Pechino, lavoratori migranti dormono per tre notti in un sottopasso per avere le paghe negate
Pechino (AsiaNews) - Dopo tre notti passate a dormire in un sottopasso nei pressi di un edificio governativo di Pechino, un gruppo composto da circa 80 lavoratori migranti cinesi è riuscito a ottenere le paghe che i datori di lavoro non volevano concedere. Secondo gli stessi operai, soltanto la pressione e la pubblicità dei media hanno permesso loro di ottenere giustizia: "Abbiamo provato con tutti gli strumenti legali, ma non abbiamo ottenuto nulla. Soltanto con la denuncia pubblica abbiamo vinto una battaglia lunga tre mesi".
I lavoratori vengono dalle province dello Shandong, Hebei, Henan e Gansu e sono tutti impiegati in una ditta di costruzione che ha vinto nel marzo 2014 un appalto per la costruzione di un edificio nel distretto di Chaoyang della capitale. A settembre, terminata l'opera, i migranti si sono rivolti al titolare della ditta che però si è rifiutato di pagare per "mancanza di fondi". Ognuno di loro aveva diritto a una cifra fra i 10 e i 30mila yuan (tra i 1.300 e i 3.900 euro).
Dopo aver coinvolto invano le autorità preposte - prima l'ufficio del lavoro e poi la pubblica sicurezza - gli operai si sono radunati davanti all'ufficio del governo distrettuale lo scorso 22 dicembre. Uno di loro racconta: "Abbiamo passato tre notti davanti all'edificio, ma poi è arrivata la polizia e ci ha detto che stavamo danneggiando l'immagine della città. Hanno minacciato di arrestarci, così siamo andati tutti nel sottopassaggio". La storia è stata raccontata da youth.cn, il sito della Commissione centrale della Lega giovanile comunista, e da lì è stato rilanciato in tutto il Paese.
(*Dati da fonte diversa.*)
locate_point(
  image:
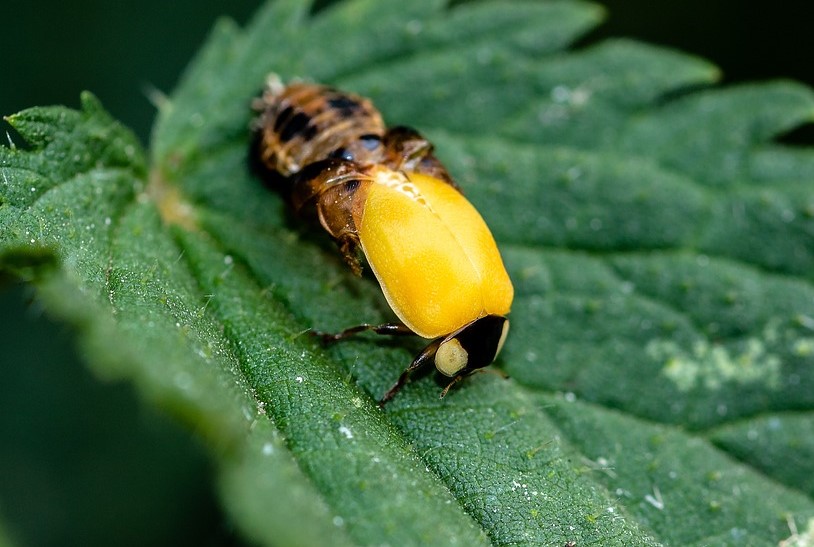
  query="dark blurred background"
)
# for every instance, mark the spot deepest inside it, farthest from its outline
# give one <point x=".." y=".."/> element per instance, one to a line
<point x="81" y="462"/>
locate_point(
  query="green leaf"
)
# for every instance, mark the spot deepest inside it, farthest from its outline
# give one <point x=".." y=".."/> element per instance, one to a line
<point x="661" y="245"/>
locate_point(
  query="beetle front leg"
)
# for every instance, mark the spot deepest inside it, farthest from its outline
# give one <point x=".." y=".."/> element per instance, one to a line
<point x="390" y="329"/>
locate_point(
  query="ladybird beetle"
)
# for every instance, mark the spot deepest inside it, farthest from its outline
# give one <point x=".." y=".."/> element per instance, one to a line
<point x="381" y="193"/>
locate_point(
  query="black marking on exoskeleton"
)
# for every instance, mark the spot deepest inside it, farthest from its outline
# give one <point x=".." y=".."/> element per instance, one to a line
<point x="299" y="124"/>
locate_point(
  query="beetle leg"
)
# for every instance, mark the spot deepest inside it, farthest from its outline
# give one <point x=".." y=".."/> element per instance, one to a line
<point x="349" y="248"/>
<point x="391" y="329"/>
<point x="421" y="360"/>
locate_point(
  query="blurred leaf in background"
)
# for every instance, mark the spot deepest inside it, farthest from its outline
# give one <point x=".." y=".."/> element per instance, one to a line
<point x="640" y="227"/>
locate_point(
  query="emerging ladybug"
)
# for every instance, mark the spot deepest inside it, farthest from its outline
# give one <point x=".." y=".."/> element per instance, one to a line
<point x="383" y="192"/>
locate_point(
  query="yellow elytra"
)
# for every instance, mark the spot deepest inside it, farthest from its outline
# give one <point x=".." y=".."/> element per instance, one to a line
<point x="381" y="192"/>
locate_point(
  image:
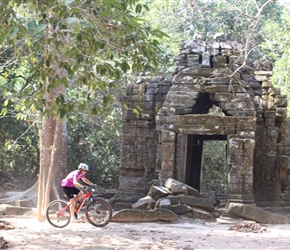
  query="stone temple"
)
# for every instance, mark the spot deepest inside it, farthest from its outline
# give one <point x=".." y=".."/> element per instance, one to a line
<point x="213" y="94"/>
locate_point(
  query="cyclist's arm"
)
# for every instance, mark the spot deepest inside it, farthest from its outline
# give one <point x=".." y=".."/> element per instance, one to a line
<point x="76" y="183"/>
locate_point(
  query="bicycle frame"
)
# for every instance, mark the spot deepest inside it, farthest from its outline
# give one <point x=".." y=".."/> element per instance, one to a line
<point x="98" y="211"/>
<point x="85" y="197"/>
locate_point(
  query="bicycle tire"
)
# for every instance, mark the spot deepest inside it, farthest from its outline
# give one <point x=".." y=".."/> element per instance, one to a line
<point x="53" y="215"/>
<point x="99" y="212"/>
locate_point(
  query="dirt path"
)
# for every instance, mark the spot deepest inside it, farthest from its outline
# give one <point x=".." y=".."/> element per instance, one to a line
<point x="30" y="234"/>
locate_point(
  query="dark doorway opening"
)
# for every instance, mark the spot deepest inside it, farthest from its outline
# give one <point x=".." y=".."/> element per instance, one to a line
<point x="194" y="162"/>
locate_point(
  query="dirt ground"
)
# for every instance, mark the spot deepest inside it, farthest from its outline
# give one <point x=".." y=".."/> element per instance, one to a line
<point x="184" y="234"/>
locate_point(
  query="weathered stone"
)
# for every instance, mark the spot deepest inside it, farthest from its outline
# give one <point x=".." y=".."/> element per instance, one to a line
<point x="144" y="203"/>
<point x="208" y="98"/>
<point x="163" y="203"/>
<point x="157" y="192"/>
<point x="16" y="210"/>
<point x="22" y="203"/>
<point x="178" y="189"/>
<point x="204" y="203"/>
<point x="256" y="214"/>
<point x="128" y="215"/>
<point x="180" y="209"/>
<point x="189" y="190"/>
<point x="202" y="214"/>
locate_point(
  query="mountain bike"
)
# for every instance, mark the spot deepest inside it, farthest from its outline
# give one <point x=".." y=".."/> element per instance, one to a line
<point x="98" y="211"/>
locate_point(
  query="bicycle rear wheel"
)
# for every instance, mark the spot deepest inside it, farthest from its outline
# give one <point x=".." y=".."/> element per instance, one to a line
<point x="99" y="212"/>
<point x="58" y="213"/>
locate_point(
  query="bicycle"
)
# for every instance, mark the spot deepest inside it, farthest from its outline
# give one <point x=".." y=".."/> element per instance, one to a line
<point x="98" y="211"/>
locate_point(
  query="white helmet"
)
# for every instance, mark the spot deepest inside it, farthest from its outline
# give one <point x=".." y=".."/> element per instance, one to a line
<point x="83" y="166"/>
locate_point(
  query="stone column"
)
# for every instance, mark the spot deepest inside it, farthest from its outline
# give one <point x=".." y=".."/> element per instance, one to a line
<point x="266" y="181"/>
<point x="168" y="155"/>
<point x="240" y="177"/>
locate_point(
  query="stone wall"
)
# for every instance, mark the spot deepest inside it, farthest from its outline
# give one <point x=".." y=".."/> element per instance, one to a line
<point x="209" y="95"/>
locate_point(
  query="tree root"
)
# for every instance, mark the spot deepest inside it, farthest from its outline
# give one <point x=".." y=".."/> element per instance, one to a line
<point x="30" y="194"/>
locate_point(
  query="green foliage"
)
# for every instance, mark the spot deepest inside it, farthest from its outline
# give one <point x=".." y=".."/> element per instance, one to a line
<point x="214" y="169"/>
<point x="277" y="46"/>
<point x="73" y="44"/>
<point x="18" y="147"/>
<point x="95" y="140"/>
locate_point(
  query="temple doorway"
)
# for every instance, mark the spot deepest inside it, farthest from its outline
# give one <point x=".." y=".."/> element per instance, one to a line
<point x="206" y="165"/>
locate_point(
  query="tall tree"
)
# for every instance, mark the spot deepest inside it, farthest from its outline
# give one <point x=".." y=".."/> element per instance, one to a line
<point x="80" y="46"/>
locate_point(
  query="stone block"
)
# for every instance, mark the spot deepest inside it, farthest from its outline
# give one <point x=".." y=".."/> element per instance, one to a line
<point x="16" y="210"/>
<point x="202" y="214"/>
<point x="144" y="203"/>
<point x="130" y="215"/>
<point x="22" y="203"/>
<point x="178" y="189"/>
<point x="180" y="209"/>
<point x="256" y="214"/>
<point x="204" y="203"/>
<point x="157" y="192"/>
<point x="163" y="203"/>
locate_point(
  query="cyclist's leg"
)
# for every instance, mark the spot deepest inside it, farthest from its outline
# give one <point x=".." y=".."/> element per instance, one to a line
<point x="70" y="193"/>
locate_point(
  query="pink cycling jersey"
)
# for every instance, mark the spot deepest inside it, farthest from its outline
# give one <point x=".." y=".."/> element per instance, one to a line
<point x="68" y="181"/>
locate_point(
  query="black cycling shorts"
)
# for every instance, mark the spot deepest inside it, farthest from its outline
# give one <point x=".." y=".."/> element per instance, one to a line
<point x="70" y="191"/>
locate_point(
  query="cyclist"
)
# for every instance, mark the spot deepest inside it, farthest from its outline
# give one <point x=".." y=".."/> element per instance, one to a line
<point x="71" y="186"/>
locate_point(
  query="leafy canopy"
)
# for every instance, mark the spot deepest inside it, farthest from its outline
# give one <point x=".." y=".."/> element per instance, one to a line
<point x="83" y="46"/>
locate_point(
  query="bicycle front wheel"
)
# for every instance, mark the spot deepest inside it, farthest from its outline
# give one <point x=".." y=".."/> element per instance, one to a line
<point x="99" y="212"/>
<point x="58" y="213"/>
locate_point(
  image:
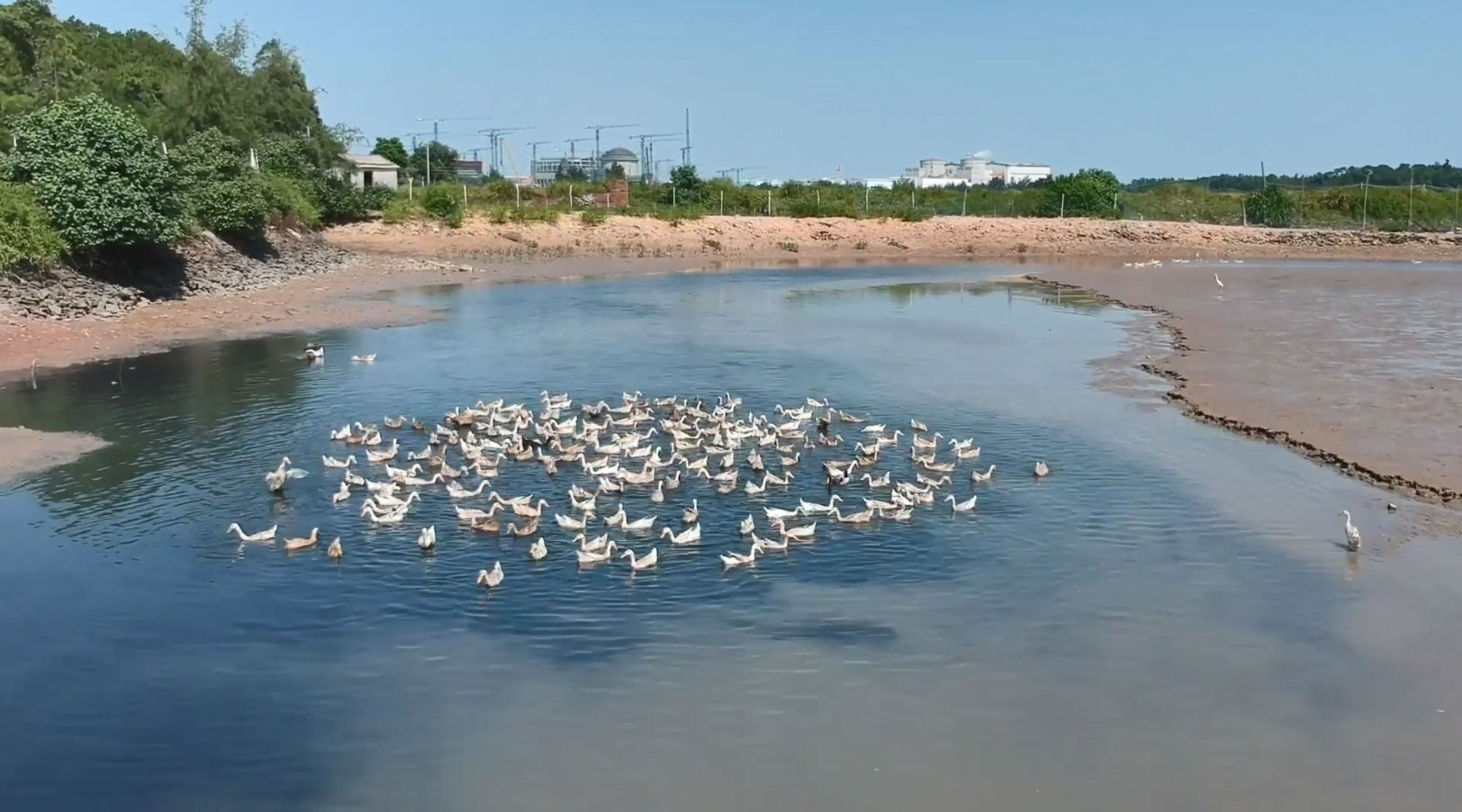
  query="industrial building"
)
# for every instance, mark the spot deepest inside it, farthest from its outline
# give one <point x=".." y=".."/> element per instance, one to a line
<point x="548" y="170"/>
<point x="972" y="170"/>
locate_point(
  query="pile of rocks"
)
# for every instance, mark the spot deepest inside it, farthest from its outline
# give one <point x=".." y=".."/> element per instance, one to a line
<point x="208" y="265"/>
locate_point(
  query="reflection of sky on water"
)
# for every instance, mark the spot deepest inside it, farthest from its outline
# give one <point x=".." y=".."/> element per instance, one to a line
<point x="1162" y="624"/>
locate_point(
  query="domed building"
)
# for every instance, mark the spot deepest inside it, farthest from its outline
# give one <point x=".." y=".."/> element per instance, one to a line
<point x="623" y="158"/>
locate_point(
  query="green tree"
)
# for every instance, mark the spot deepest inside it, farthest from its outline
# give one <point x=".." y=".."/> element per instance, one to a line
<point x="393" y="149"/>
<point x="1085" y="194"/>
<point x="443" y="161"/>
<point x="684" y="186"/>
<point x="98" y="175"/>
<point x="1271" y="206"/>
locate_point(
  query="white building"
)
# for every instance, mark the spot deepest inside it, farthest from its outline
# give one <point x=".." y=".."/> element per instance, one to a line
<point x="372" y="170"/>
<point x="972" y="170"/>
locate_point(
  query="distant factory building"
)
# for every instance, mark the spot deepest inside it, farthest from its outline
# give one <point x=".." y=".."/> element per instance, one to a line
<point x="548" y="170"/>
<point x="972" y="170"/>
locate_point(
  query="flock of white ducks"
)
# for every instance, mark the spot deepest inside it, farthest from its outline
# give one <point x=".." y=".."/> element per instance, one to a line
<point x="641" y="445"/>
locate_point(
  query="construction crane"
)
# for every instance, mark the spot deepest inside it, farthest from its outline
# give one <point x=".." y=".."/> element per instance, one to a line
<point x="599" y="168"/>
<point x="737" y="170"/>
<point x="572" y="140"/>
<point x="494" y="136"/>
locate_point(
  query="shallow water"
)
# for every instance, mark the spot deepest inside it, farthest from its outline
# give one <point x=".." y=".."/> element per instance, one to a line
<point x="1166" y="622"/>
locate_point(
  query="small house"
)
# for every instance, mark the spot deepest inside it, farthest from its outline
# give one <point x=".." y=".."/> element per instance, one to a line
<point x="372" y="170"/>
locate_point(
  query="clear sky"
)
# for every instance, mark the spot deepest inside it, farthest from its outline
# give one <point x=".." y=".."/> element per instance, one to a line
<point x="803" y="86"/>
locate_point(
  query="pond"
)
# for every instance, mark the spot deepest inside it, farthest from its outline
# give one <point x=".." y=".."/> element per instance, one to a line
<point x="1164" y="622"/>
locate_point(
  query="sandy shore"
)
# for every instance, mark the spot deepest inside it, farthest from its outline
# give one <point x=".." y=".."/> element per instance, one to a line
<point x="23" y="451"/>
<point x="1353" y="366"/>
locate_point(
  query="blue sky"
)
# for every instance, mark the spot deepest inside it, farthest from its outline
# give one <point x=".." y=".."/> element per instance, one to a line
<point x="1139" y="86"/>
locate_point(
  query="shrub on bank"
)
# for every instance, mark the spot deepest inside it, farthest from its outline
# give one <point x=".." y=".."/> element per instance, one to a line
<point x="27" y="236"/>
<point x="98" y="175"/>
<point x="443" y="203"/>
<point x="288" y="201"/>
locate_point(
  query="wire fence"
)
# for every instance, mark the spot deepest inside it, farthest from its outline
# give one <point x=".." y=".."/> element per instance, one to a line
<point x="1358" y="206"/>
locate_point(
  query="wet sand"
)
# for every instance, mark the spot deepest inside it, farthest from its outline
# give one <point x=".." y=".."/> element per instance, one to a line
<point x="1353" y="366"/>
<point x="23" y="451"/>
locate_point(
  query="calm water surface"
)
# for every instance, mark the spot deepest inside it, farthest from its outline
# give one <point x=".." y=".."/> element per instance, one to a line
<point x="1164" y="624"/>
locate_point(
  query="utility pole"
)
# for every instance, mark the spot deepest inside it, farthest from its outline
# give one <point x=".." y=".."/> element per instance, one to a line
<point x="1365" y="198"/>
<point x="684" y="151"/>
<point x="1411" y="196"/>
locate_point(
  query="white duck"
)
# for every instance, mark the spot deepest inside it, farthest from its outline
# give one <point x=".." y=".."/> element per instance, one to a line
<point x="639" y="524"/>
<point x="968" y="505"/>
<point x="585" y="556"/>
<point x="690" y="536"/>
<point x="731" y="559"/>
<point x="260" y="536"/>
<point x="283" y="474"/>
<point x="490" y="578"/>
<point x="1353" y="535"/>
<point x="636" y="564"/>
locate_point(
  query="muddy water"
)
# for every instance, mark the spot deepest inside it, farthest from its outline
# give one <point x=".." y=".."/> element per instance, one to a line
<point x="1166" y="622"/>
<point x="1358" y="358"/>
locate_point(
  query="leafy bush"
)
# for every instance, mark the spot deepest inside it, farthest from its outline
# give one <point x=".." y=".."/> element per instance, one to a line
<point x="377" y="198"/>
<point x="287" y="199"/>
<point x="443" y="203"/>
<point x="231" y="206"/>
<point x="1085" y="194"/>
<point x="534" y="215"/>
<point x="27" y="236"/>
<point x="400" y="211"/>
<point x="1271" y="206"/>
<point x="98" y="175"/>
<point x="337" y="199"/>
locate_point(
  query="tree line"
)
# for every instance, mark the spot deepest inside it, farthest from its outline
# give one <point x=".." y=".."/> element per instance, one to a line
<point x="1442" y="175"/>
<point x="119" y="140"/>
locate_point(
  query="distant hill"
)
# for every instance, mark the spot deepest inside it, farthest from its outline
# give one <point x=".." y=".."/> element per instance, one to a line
<point x="1440" y="175"/>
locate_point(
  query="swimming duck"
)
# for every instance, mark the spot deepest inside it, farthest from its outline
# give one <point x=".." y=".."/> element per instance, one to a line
<point x="283" y="474"/>
<point x="260" y="536"/>
<point x="968" y="505"/>
<point x="290" y="545"/>
<point x="690" y="536"/>
<point x="636" y="564"/>
<point x="490" y="578"/>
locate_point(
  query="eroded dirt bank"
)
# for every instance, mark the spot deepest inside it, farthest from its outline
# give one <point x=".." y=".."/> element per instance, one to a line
<point x="1356" y="366"/>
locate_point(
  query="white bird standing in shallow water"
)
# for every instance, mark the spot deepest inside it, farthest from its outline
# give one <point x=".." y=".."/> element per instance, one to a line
<point x="1353" y="535"/>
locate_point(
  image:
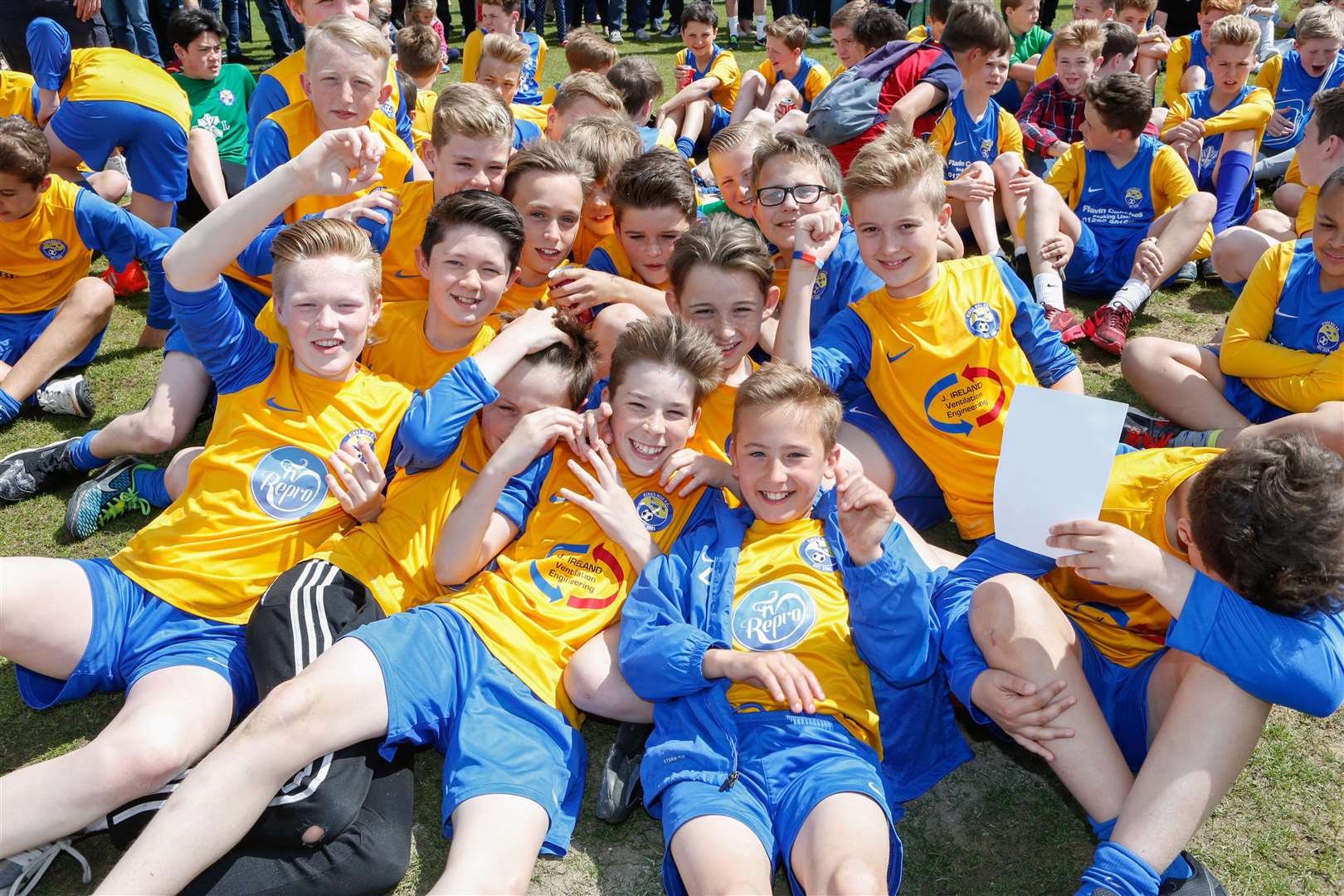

Spinto dalla pressione pubblica, il datore di lavoro si è presentato ieri mattina davanti al sottopasso e ha pagato quasi tutti gli operai. Altri sono tornati al dormitorio del cantiere, dove riceveranno la paga nelle prossime ore. Uno di loro dice: "Non importa quello che dicono, senza la pubblicità dei media non avremmo mai risolto questo problema".
I dati confermano questa opinione. In Cina lavorano circa 40 milioni di migranti interni, che si spostano dalle remote province rurali verso le megalopoli per lavorare soprattutto nel mercato immobiliare e in quello delle infrastrutture. Nonostante sia un giro di affari che vale circa 12mila miliardi di yuan, spesso il "motore" operativo rimane a mani vuote. I capitali per le costruzioni provengono infatti da complicati giri di prestiti bancari e statali, e l'alto tasso di corruzione e di malaffare spinge gli appaltatori a versare quasi tutto quello che hanno in bustarelle.
Per questo, grazie alla complicità del governo, spesso i migranti vengono minacciati, picchiati e persino arrestati pur di non dover pagare loro il salario dovuto. La questione diviene tragica nel mese che precede il Capodanno lunare, la festa nazionale che per tradizione si trascorre in famiglia. Derubati del loro stipendio e incapaci di pagare i debiti o il viaggio per tornare a casa, ogni anno centinaia di lavoratori scelgono il suicidio pur di non affrontare la vergogna di rientrare a casa a mani vuote.